More than just the evidence
When we talk about clinical librarianship and the role of the librarian in selecting the "best" articles, in terms of both methodological rigor and relevance to a given clinical context, it's not uncommon that we also think about liability concerns - when the librarian takes a more involved and active role in synthesizing the medical literature for a clinical question, fulfilling an "evidence consultant" role for clinicians, what is his or her potential liability for this information selection process?
Some libraries have developed disclaimers that accompany their literature searches, bibliographies, etc, attempting to address this issue - perhaps most commonly characterizing the literature search process (selection decisions, database choices, related concepts of possible interest) and containing a phrase to the effect of "...more information available on request."
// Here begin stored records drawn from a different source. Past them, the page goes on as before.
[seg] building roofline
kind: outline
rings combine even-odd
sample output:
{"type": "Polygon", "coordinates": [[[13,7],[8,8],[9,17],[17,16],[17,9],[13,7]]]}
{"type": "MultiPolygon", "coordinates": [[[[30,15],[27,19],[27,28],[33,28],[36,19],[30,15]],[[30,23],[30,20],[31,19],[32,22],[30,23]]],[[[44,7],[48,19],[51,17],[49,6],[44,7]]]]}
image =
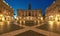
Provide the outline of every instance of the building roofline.
{"type": "MultiPolygon", "coordinates": [[[[28,10],[28,9],[17,9],[17,10],[28,10]]],[[[31,9],[31,10],[42,10],[42,9],[31,9]]]]}

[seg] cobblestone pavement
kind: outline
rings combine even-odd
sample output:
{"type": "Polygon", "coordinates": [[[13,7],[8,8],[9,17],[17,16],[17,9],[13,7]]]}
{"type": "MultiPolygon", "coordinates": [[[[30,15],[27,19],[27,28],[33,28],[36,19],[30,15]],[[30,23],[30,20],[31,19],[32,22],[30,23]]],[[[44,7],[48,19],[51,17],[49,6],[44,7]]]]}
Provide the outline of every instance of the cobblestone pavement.
{"type": "Polygon", "coordinates": [[[16,30],[16,31],[9,32],[9,33],[5,33],[5,34],[2,34],[0,36],[15,36],[17,34],[21,34],[21,33],[24,33],[26,31],[29,31],[29,30],[35,31],[37,33],[40,33],[40,34],[43,34],[43,35],[46,35],[46,36],[60,36],[60,34],[56,34],[56,33],[53,33],[53,32],[49,32],[49,31],[45,31],[45,30],[41,30],[41,29],[36,28],[36,27],[42,26],[44,24],[38,24],[38,25],[35,25],[35,26],[32,26],[32,27],[21,25],[21,24],[18,25],[17,23],[15,25],[22,26],[24,28],[16,30]]]}

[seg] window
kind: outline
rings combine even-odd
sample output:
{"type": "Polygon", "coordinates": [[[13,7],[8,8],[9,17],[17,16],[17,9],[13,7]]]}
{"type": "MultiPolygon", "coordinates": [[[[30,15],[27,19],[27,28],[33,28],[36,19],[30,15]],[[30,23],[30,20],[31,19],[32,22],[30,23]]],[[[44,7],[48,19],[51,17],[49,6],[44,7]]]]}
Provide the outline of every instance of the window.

When I saw the headline for this Science Blog posting, I realized that it sums up my feelings about such liability concerns - "Evidence informs decisions but can't make them." Given our training as experts in searching the literature and identify key items related to a given topic/question, we provide information to support decision making -- the clinician takes the articles, studies, reports, reviews etc, incorporates that data with his or her clinical expertise and the wishes of the patient, and makes a decision about the best course of action for that patient. I don't feel that I provide answers to clinical questions, but tools to aid clinicians with arriving at their own answers for clinical challenges.
The Medical Library Association's Information Specialist in Context Task Force report and related materials address issues of liability and expert roles for librarians (full-text of the final report of the task force and the consulting team from Vanderbilt is also available to MLA members via the above page).